Before She Was Harriet is a 2017 children's picture book written by Lesa Cline-Ransome and illustrated by James Ransome, first published by Holiday House. It was awarded an honorary Coretta Scott King Award in 2018.

== Synopsis ==
This children's picture book details the life of Harriet Tubman in a free verse journey on a train. It begins with Tubman as an old woman and moves backwards chronologically. The author outlines the many roles of Tubman: a suffragist, a boatman who ferried slaves across the Combahee River, a Union spy, a nurse for soldiers, a savior who helped her parents flee from slavery, a conductor on the Underground Railroad, a slave named Minty, and finally a young slave named Araminta. She chooses to change her name to Harriet when she leaves slavery. The book ends with a picture of Tubman sitting on a train, finally free.

== Background ==
The book was written and illustrated by husband and wife team Lesa Cline-Ransome and James E. Ransome. They have previously collaborated on fifteen books together. Cline-Ransome was nervous about approaching a book on Tubman, as there were already so many of them. Her husband did some research and suggested she write about Tubman's many roles in life. Ransome had already illustrated books about slavery before, so finding references was not a problem. Instead of painting historically accurate images, he focused on making them emotionally accurate.

== Reception ==
Before She Was Harriet was very well received. The Horn Book Magazine wrote about James Ransome illustrating Harriet's face at different angles but always with determination. A starred Publishers Weekly review praises the author's use of beautiful concise language and the illustrator's "lush scenes." A starred Booklist review, mentions how the poetry is simple enough for children while still being sophisticated in content. The critic says, "Libraries likely already have many Harriet Tubman books, but this well designed, unique approach warrants making room for one more." The publication also included it in their list of the "Top 10 Biographies for Youth." Critics from Kirkus Reviews enjoyed James Ransom's double paged watercolor illustrations, as they would help children fix themselves "in each time and place as the text takes them further into the past." Barbara L. Talcroft from Children's Literature says, "Lesa Cline-Raonsome and James E. Ransome have created a fitting tribute to her with Before She Was Harriet. The Ransomes take readers on a journey through time, exploring the many roles Harriet Tubman assumed in her extraordinary life."

== Awards and honors ==
Before She Was Harriet is a Junior Library Guild book.

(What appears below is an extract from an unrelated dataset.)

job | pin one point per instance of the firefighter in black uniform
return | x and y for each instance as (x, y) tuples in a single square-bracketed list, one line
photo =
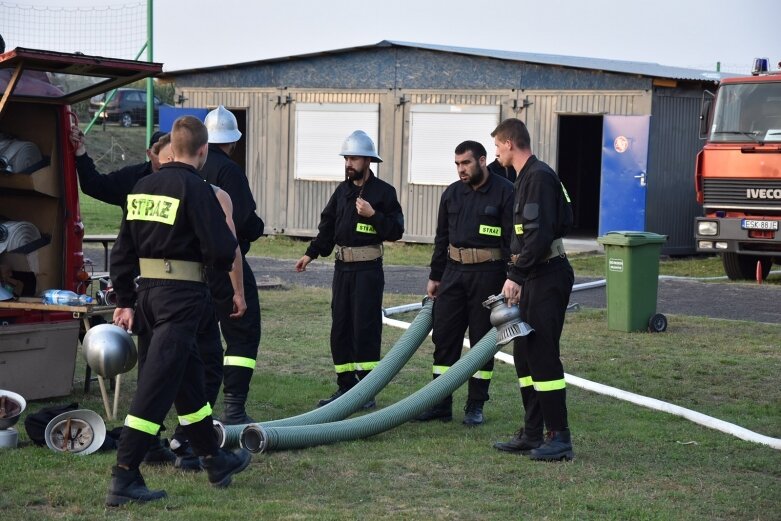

Booklist, the Center for the Study of Multicultural Children's Literature, the Chicago Public Library, Kirkus Reviews named Before She Was Harriet one of the best books of 2017. The following year, Booklist included it on their lists of the year's "Top 10 Diverse Picture Books" and "Top 10 Biographies for Youth".

The Association for Library Service to Children included the audiobook narrated by Sisi Aisha Johnson and others on their 2018 list of Notable Children's Recordings, and Booklist included it on their 2018 list of "Audio Stars for Youth".

Awards for Before She Was Harriet
| Year | Award | Result | Ref. |
| 2018 | Charlotte Zolotow Award | Honor |  |
| Christopher Award for Books for Children Ages 6 and up | Won |  |
| Coretta Scott King Award for Illustrator | Honor |  |
| Jane Addams Children's Book Award for Younger Reader | Honor |  |
| Maryland Blue Crab Young Reader Award for Transitional Nonfiction | Honor |  |
| NAACP Image Award for Outstanding Literary Work – Children | Finalist |  |

== Adaption ==
In February 2018, Dreamscape released a 7-minute film adaptation of Before She Was Harriet. The film's animation includes an adapted version of James E. Ransome's "lush and detailed watercolor illustrations", which Booklist's Jessica Lawrence notes "evoke the emotion, daring, and heroism of Tubman’s life". In a starred review of the film, Lawrence highlights how the film's "vivid background sounds and lovely violin, piano, and guitar music pair with Mia Ellis’ soothing narration, which conveys the transcendent human spirit of Harriet Tubman".